Claude Garamond (ca. 1480 – 1561) was a
Parisian publisher. He was one of the leading
type designers of his time, and is credited with the introduction of the
apostrophe, the
accent and the
cedilla to the French language. Several contemporary
typefaces, including those currently known as
Garamond,
Granjon, and
Sabon, reflect his influence. Garamond was an apprentice of
Simon de Colines; later, he was an assistant to
Geoffroy Tory, whose interests in humanist typography and the ancient Greek capital letterforms, or
majuscules, may have informed Garamond's later work.

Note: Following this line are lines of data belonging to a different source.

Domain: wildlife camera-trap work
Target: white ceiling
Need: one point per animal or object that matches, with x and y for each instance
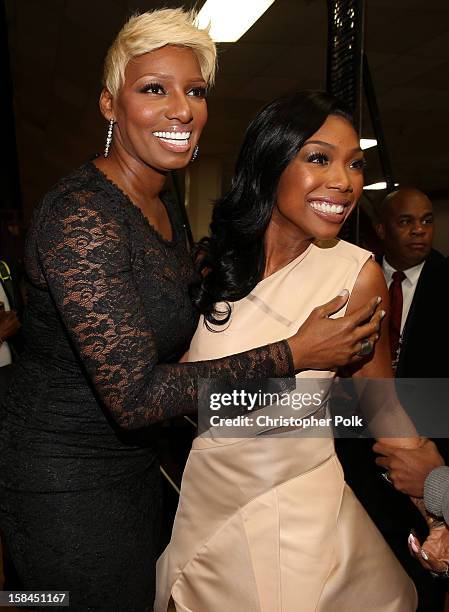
(57, 48)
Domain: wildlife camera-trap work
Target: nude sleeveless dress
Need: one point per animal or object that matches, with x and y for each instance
(267, 524)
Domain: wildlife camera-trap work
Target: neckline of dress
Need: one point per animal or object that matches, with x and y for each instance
(174, 239)
(290, 264)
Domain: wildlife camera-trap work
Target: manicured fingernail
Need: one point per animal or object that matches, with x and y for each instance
(411, 540)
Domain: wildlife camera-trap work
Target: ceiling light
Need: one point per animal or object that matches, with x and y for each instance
(378, 186)
(231, 19)
(367, 143)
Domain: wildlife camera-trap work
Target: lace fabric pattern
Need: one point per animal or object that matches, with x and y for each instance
(120, 290)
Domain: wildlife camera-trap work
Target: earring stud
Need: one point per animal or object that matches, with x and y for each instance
(108, 138)
(195, 153)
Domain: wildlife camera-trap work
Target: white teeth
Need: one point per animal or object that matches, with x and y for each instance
(324, 207)
(173, 135)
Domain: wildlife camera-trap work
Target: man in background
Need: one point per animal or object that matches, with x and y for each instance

Garamond came to prominence in 1541, when three of his
Greek typefaces (e.g. the
Grecs du roi (1541)) were requested for a royally-ordered book series by
Robert Estienne. Garamond based these types on the handwriting of
Angelo Vergecio, the King's Librarian at
Fontainebleau, as well as that of his ten-year-old pupil,
Henri Estienne. According to
Arthur Tilley, the resulting books are "among the most finished specimens of typography that exist." Shortly thereafter, Garamond created the
Roman types for which he would most be remembered, and his influence spread rapidly throughout and beyond France during the 1540s.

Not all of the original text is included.